Art.8. Onverminderd de bepalingen inzake de beschikbaarheid van het verpleegkundig personeel van de functie "gespecialiseerde spoedgevallenzorg", moet de MUG-functie 24 uur op 24 voorzien in eigen verpleegkundige permanentie, van ten minste één persoon die houder is van de bijzondere beroepstitel van gegradueerde verpleger of gegradueerde verpleegster in intensieve zorg en spoedgevallenzorg (tenzij hij/zij als gegradueerd of gebreveteerd verpleger of verpleegster kan bewijzen dat hij/zij) op het ogenblik van de bekendmaking van dit besluit,minstens 5 jaar ervaring heeft opgedaan in één der in artikel 7, tweede lid, bedoelde diensten. <KB 2002-11-25/35, art. 3, 002; Inwerkingtreding : 01-05-1999>
Art.9. Onverminderd de bepalingen inzake de beschikbaarheid van het medisch korps en het verpleegkundig personeel in een functie "gespecialiseerde spoedgevallenzorg", maakt het personeel dat ermee belast is de opdrachten van de MUG-functie uit te voeren deel uit van het medisch korps en verpleegkundig personeel van een functie "gespecialiseerde spoedgevallenzorg" zoals bedoeld in artikel 3, § 1.

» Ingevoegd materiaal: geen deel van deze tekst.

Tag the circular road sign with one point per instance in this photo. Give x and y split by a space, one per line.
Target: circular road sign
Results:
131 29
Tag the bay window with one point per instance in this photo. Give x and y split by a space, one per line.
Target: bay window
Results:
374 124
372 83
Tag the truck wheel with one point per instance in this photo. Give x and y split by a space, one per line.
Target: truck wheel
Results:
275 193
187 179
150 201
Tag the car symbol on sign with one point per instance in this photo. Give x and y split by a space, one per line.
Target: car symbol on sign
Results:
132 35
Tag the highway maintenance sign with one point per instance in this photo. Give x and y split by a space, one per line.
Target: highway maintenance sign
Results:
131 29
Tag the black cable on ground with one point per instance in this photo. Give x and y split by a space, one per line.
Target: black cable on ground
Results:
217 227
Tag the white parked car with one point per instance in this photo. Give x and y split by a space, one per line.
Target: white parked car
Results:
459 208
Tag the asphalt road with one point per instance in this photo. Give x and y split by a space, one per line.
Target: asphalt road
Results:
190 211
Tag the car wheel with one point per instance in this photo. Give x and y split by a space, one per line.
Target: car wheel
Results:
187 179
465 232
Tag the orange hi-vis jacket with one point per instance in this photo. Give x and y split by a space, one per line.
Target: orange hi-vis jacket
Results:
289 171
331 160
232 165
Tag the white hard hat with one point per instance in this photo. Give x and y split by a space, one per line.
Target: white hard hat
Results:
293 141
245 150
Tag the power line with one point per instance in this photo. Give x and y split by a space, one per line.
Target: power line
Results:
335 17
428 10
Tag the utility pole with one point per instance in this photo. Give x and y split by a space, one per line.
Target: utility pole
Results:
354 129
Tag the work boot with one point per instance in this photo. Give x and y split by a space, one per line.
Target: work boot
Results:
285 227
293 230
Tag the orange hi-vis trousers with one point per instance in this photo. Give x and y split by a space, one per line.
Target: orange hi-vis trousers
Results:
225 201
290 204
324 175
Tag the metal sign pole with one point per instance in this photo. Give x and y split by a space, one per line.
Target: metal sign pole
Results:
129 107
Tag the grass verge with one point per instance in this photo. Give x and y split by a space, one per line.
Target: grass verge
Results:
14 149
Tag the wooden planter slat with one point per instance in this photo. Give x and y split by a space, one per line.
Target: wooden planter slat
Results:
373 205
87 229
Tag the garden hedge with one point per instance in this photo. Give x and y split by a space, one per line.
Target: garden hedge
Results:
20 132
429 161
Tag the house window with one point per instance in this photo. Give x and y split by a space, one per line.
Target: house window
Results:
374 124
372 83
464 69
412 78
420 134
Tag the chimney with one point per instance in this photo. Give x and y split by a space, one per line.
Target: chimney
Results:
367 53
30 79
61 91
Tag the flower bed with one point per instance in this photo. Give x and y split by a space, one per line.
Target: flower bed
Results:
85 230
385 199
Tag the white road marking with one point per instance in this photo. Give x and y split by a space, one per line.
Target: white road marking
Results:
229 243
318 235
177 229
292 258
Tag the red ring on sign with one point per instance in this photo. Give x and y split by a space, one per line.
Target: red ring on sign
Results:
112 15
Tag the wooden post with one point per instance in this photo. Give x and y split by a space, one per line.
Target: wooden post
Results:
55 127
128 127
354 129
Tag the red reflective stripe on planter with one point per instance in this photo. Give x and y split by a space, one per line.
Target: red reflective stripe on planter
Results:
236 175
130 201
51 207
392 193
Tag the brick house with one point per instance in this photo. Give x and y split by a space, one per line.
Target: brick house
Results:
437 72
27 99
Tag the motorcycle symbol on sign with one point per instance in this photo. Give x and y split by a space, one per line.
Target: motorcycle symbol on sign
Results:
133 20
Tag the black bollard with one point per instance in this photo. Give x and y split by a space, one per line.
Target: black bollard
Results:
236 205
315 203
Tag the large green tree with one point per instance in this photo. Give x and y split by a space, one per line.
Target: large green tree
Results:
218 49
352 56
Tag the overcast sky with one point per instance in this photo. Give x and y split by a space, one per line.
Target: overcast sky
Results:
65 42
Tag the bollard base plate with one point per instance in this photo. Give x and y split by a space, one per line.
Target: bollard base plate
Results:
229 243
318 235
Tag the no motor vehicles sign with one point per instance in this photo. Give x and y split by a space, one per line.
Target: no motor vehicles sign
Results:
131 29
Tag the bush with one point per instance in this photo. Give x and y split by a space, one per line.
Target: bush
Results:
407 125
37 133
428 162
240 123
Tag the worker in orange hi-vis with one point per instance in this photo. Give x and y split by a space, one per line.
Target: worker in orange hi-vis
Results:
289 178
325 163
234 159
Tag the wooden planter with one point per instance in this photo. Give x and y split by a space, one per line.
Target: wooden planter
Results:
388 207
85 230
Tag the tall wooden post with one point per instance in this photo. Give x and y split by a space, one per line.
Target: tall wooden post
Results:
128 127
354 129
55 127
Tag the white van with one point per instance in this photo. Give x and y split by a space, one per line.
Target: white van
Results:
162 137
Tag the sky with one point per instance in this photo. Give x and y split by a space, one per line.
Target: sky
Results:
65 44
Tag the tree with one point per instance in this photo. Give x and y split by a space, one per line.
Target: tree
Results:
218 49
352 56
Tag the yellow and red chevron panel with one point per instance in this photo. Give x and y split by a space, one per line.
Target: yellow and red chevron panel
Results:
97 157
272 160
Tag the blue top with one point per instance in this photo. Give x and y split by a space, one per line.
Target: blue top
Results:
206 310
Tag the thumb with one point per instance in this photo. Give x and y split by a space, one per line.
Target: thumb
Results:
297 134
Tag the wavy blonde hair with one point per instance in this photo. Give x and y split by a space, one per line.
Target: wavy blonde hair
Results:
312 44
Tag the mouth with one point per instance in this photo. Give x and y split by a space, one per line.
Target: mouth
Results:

Art.10. Voor iedere interventie omvat het medisch interventieteam van de MUG-functie ten minste een geneesheer en een verpleegkundige die voldoen aan de voorwaarden bedoeld in respectievelijk de artikelen 6 en 8, en maakt deze gebruik van een uitgerust voertuig zoals bedoeld in de artikelen 13 tot 17.
Art.10_VLAAMS_GEWEST. Voor iedere interventie omvat het medisch interventieteam van de MUG-functie ten minste een [1 arts]1 en een verpleegkundige die voldoen aan de voorwaarden bedoeld in respectievelijk de artikelen 6 en 8, en maakt deze gebruik van een uitgerust voertuig zoals bedoeld in de artikelen 13 tot 17.
----------
(1)<BVR 2024-11-15/04, art. 40, 024; Inwerkingtreding : 28-12-2024>
Art.11. De MUG-functie moet het bewijs leveren dat haar medisch en verpleegkundig personeel, overeenkomstig de door de Minister bepaalde modaliteiten, permanent bijgeschoold wordt.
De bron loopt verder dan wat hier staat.